Collaborative teaching is known to support the best interpersonal skills. Instructors with diverse skills come together in an attempt to empower the learners. Shared decision-making is common in collaborative teaching (Hogan & Daniell, 2015). The individuals listen attentively to one another, make positive decisions, and communicate throughout the teaching process. The presented questions are answered in a professional manner.
This best practice can be implemented using a simple approach. The administrator should be supportive and guide the teammates to focus on the needs of one another. It is appropriate to create the best environment for collaborative learning (Friend et al., 2010). Conflicts should be addressed by the members. These measures will make this practice part of the targeted school.
This is the third-best practice capable of transforming the learning outcomes of the targeted students. This practice makes it easier for learners and teachers to identify specific achievements. The areas for improvement are also outlined (Loughran, 2010). The students will benefit from the process and eventually realize their learning goals.
Schools that have implemented the collaborative initiative can use a powerful process to develop this best practice. The educators and leaders involved throughout the learning process should engage in constant conversations with the students. The learners should present their reviews and questions to the teachers. On the other hand, the instructor should analyze the reviews in a professional manner and deliver the most appropriate responses (Friend et al., 2010). The members of the team will develop evidence-based initiatives to improve the learning outcomes of the targeted students. This approach will make the above practices a reality and empower more children.

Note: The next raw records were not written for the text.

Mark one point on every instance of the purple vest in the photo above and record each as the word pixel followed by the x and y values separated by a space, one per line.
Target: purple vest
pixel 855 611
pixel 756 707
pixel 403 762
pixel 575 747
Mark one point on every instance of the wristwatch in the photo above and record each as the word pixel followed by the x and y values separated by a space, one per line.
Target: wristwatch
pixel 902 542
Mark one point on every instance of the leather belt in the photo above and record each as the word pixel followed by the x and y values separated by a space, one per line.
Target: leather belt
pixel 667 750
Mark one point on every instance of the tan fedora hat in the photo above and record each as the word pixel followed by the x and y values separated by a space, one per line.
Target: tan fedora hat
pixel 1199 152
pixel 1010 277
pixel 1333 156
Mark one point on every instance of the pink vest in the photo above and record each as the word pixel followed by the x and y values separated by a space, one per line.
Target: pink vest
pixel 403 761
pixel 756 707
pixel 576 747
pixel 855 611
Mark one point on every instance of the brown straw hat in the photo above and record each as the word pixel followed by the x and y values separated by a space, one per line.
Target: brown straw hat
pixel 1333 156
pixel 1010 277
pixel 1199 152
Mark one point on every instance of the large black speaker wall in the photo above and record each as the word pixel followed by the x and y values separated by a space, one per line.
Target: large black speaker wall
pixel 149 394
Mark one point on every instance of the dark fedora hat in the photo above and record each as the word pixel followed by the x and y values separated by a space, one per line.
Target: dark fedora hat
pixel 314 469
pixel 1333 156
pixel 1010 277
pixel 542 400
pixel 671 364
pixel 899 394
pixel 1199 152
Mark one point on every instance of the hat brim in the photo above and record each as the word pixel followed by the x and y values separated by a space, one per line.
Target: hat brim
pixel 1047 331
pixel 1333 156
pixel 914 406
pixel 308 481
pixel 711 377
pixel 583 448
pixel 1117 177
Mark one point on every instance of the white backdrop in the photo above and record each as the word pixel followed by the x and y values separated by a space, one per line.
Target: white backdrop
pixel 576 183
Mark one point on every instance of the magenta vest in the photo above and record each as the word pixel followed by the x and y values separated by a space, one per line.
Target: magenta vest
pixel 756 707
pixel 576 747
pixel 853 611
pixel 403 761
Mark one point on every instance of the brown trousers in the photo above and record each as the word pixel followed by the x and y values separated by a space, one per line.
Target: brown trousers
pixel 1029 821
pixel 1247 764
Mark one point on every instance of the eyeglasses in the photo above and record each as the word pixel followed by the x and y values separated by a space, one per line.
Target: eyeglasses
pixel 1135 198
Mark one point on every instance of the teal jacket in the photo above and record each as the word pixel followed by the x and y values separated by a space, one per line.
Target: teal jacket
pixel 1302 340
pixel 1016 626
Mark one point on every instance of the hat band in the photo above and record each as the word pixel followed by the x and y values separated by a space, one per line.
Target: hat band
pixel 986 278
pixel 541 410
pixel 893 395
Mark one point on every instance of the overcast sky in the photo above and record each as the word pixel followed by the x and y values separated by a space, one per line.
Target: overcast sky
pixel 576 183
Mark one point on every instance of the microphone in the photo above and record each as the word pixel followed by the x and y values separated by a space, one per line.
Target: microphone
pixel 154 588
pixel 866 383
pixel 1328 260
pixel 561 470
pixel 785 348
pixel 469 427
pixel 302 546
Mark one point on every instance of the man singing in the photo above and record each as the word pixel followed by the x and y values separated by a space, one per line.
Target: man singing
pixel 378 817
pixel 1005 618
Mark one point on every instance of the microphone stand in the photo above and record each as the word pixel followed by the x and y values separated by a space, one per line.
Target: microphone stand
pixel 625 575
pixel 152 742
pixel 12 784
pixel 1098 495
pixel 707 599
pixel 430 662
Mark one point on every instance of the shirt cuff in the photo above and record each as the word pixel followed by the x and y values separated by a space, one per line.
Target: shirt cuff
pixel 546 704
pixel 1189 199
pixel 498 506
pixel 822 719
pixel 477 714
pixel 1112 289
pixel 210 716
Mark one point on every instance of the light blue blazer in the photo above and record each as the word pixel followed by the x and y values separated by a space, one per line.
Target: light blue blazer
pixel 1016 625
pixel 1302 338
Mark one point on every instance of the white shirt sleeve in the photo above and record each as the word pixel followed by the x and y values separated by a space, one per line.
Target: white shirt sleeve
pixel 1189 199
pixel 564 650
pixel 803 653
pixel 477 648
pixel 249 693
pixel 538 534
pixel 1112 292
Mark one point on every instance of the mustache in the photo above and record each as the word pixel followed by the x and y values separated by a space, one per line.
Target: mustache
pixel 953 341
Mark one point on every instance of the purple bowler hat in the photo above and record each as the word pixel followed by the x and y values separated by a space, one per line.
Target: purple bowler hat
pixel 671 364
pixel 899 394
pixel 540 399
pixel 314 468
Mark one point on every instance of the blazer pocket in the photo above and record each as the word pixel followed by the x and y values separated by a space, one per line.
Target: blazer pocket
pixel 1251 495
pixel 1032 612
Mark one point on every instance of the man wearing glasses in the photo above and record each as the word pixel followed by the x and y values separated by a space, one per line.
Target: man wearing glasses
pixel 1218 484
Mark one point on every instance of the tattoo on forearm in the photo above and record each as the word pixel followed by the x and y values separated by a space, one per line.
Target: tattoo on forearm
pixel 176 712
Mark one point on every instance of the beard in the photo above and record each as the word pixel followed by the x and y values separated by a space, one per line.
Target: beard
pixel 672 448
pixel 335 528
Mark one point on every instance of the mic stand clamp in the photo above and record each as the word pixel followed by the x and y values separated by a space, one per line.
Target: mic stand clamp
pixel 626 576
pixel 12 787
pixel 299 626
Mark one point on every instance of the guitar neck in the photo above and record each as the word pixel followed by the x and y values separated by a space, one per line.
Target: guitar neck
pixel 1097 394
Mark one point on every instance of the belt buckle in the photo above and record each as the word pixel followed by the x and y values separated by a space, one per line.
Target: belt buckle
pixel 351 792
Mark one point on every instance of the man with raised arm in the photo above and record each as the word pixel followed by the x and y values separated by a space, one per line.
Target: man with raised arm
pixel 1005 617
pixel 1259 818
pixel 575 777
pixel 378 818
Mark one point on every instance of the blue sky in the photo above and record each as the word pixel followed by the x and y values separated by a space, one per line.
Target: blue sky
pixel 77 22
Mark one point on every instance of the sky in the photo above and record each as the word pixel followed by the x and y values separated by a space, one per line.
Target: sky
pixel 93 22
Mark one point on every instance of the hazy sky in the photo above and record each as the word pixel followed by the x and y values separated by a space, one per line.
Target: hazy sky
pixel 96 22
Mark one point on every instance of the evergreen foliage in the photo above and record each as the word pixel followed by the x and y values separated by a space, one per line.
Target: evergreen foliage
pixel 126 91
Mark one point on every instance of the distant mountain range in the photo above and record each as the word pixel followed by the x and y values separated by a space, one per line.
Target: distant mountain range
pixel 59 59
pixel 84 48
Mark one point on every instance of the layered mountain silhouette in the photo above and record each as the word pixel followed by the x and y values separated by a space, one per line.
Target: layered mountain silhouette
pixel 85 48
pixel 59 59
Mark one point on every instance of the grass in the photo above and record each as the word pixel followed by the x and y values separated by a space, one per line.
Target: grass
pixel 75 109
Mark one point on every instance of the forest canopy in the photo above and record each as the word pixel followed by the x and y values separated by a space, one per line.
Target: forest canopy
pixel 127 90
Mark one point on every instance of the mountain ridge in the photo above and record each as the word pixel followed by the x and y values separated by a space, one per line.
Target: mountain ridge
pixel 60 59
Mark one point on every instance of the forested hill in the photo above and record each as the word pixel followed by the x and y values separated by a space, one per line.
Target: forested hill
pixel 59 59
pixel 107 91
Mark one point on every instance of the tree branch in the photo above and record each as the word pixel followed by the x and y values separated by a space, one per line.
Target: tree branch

Friend, M., Cook, L., Hurley-Chamberlain, D., & Shamberger, C. (2010). Co-teaching: An illustration of the complexity of collaboration in special education. Journal of Educational and Psychological Consultation, 20(1), 9-27.
Hogan, V., & Daniell, L. (2015). Collaborative teaching and self-study: Engaging student teachers in sociological theory in teacher education. Australian Journal of Teacher Education, 40(4), 1-11.
Loughran, J. (2010). Seeking knowledge for teaching: Moving beyond stories. Studying Teacher Education: A Journal of Self-Study of Teacher Education Practices, 6(3), 221-226.
Wylie, C. (2011). Opportunities for teacher collaborative practices in a self-managed school system: The New Zealand experience. AERA, 1(1), 1-20.